Disse que a sua idade é complicada. Porquê?
Talvez para os homens seja diferente, mas para as mulheres, nós pensamos que estamos no nosso melhor, no máximo aos 38 anos. Entrar nos 40 ainda é bom, mas depois começas a decair rapidamente. Tens de aceitar mudanças na pele, na elasticidade, e confesso… não gosto disso. Claro que gosto de mulheres mais velhas, de olhar para elas e ver que aceitam a sua idade, ver isso em nós é difícil. No caso das atrizes, elas não gostam de se ver assim no grande ecrã. Quando a iluminação é boa, não há problemas, mas quando esta não é notas que já não és tão bonita como eras.
Partilha então a opinião da Nicole Kidman, que disse que, em Hollywood, depois dos 40 anos “estás acabada”?
Sim, o meu agente disse-me isso. Perguntou-me o que eu esperava depois dos 40 anos. O problema é que só agora percebo um pouco como funciona este mundo da atuação. Sei que é tarde demais, mas gostava de refazer certos filmes que fiz no passado. No outro dia estava a falar com o meu parceiro (Yvan Attal) e ele dizia precisamente isso. Porque não fomos tão relaxados nos sets de filmagens como agora. Hoje em dia, mesmo que goste de ser meio estranha, não tentar ser o que não sou e sentir-me frágil, não sou tão tímida como era no passado. Para mim, antigamente, ir para um set era algo aterrorizante. Agora já não. O mesmo passa-se na música, nos concertos. Ainda fico nervosa, mas já não finjo que está tudo bem.

E agora também é realizadora, depois de assinar o “Jane por Charlotte”. É uma profissão para continuar?
Não me considero uma realizadora a sério. Este documentário que fiz ao longo de quatro anos era uma busca pela minha mãe. Não havia guião e ela disse que aceitava fazer o filme, mas depois disse que não. Esperei dois anos e ela finalmente disse que podia avançar. Foi algo muito espontâneo
Mas o “Jane por Charlotte” tem qualidade, porque não se considera uma realizadora a sério?
Porque é melhor escaparmos com essa desculpa, ou seja, gosto de permanecer a fazer isso de uma forma não profissional, um trabalho.
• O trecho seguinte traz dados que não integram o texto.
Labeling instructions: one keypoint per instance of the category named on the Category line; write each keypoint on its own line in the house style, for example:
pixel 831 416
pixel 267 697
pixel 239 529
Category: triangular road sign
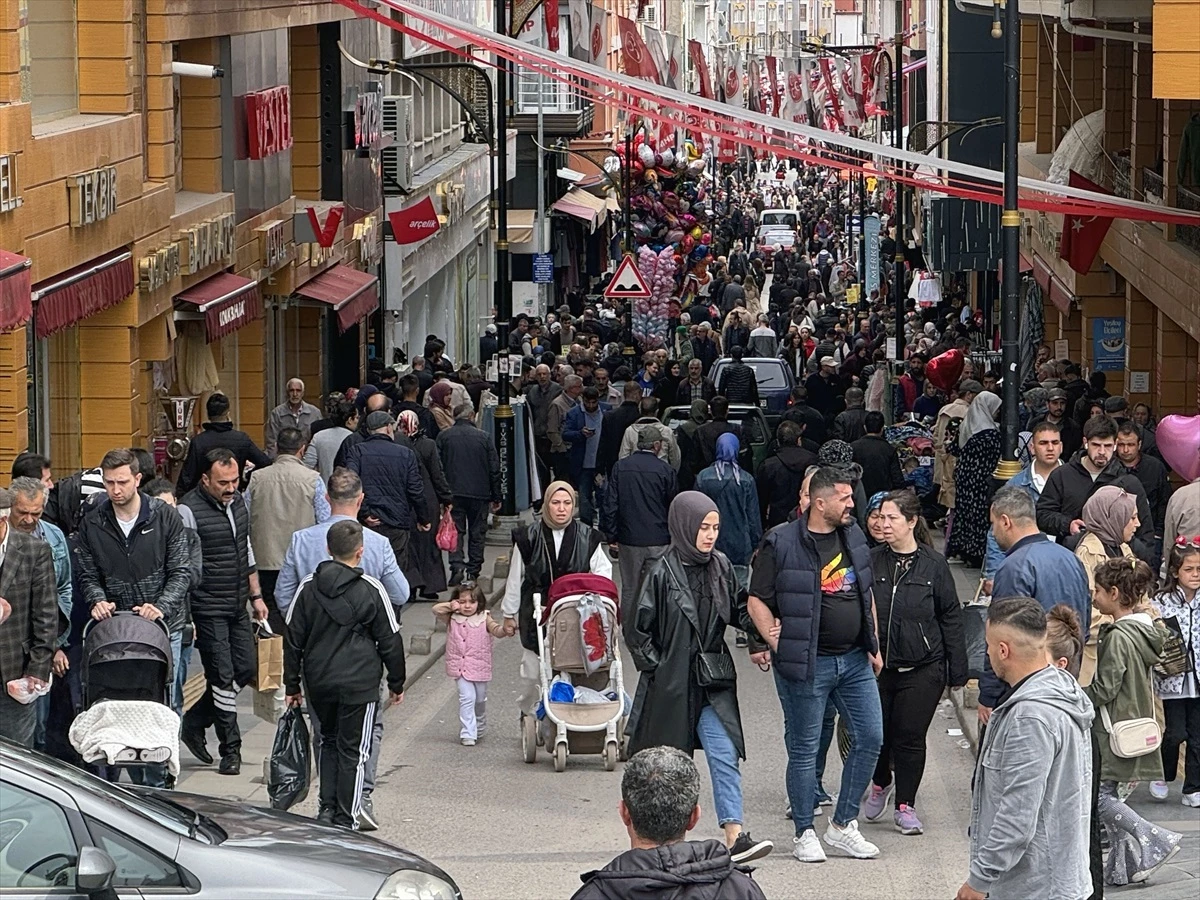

Se puder continuar a fazer isso, tudo bem.
E escreve guiões?
Não, não escrevo, mas se encontrar uma forma de continuar a realizar, adoraria.
Voltando à atuação e falando do futuro, o projeto em que vai ser a Simone Beauvoir, ao lado do Matt Dillon, “An Ocean Apart”, em que situação está?
Não filmamos ainda, nem sei quando o vamos fazer. Com a Covid-19 é muito difícil prever as coisas. Dizes sim a muitos projetos, uns avançam, mas outros não. Mas estou desejosa de o filmar.